A family in Londonderry, Vermont received an unusual visit this summer, in June. A lone lynx crossed their backyard and silently took off. The rare feline was photographed, and the picture is the first proof of lynx inhabiting the area outside the Northeast Kingdom. Specialists explain that no similar sight had been reported in decades.
Lynxes are considered to be an endangered species in Vermont. The beautiful wild cats are protected by the Endangered Species Act, and hunters are not allowed to take any actions against them.
After the sight of the lone lynx had been reported, wildlife experts confirmed the presence of the feline. They identified the species from the picture, and they also investigated the site where it made its appearance. Authorities at the Department of Fish and Wildlife in Vermont were in charge of the investigation.
Moreover, a wildlife camera also provided biologists with evidence of the lynxes presence in the area. The images date before June but have recently been discovered. This second shot was taken in May, in Searsburg, but researchers believe it may be the same individual. They explain that these wild felines tend to travel long distances, and their territory can be larger than one hundred fifty kilometers.
The lone lynx in Vermont is a male, according to specialists. A team of experts monitors and tracks lynx sittings in the area, but no such groups have been reported so far. However, the mere presence of only one individual is extremely important to lynx conservation specialists.
The presence of the male lynx is high motivation for Vermont conservationists to carry on with their strategies. They even intend to intensify their efforts to help the animals lead a healthy, carefree life in the region.

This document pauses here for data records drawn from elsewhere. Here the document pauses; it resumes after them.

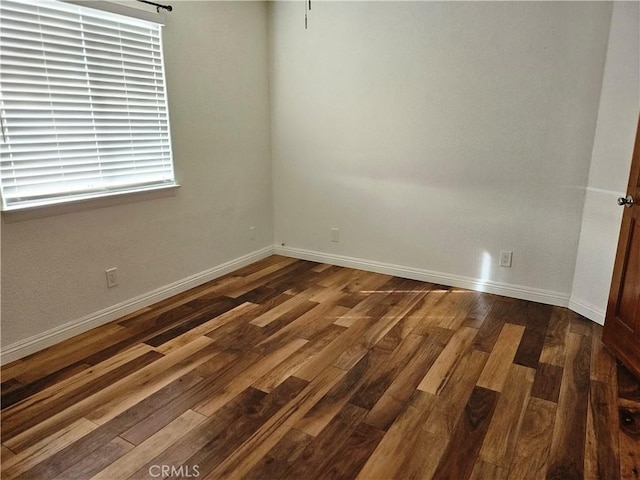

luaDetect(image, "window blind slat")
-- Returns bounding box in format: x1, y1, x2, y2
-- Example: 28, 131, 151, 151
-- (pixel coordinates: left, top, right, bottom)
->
3, 164, 172, 183
1, 51, 164, 77
1, 159, 173, 171
0, 23, 161, 48
0, 0, 175, 210
2, 3, 161, 36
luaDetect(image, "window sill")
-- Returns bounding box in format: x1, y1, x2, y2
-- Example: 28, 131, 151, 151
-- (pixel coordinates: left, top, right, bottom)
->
2, 184, 181, 223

Previous reports and statistics show that Vermont was never a place where lynxes thrived. For more than twenty years no significant sign of lynxes living in the area was reported. Officials know that lynxes may just come and go in their state, but it still stands as an accomplishment for biologists.
Canada lynxes are larger than bobcats, although they are easily mistaken one for the other. Their fur also has different colors, as lynxes are more often than now, silver and light gray with brown and black details. Their specific habitat is mostly comprised of the forests in Canada and Alaska. However, they can still be found in several other states in the U.S.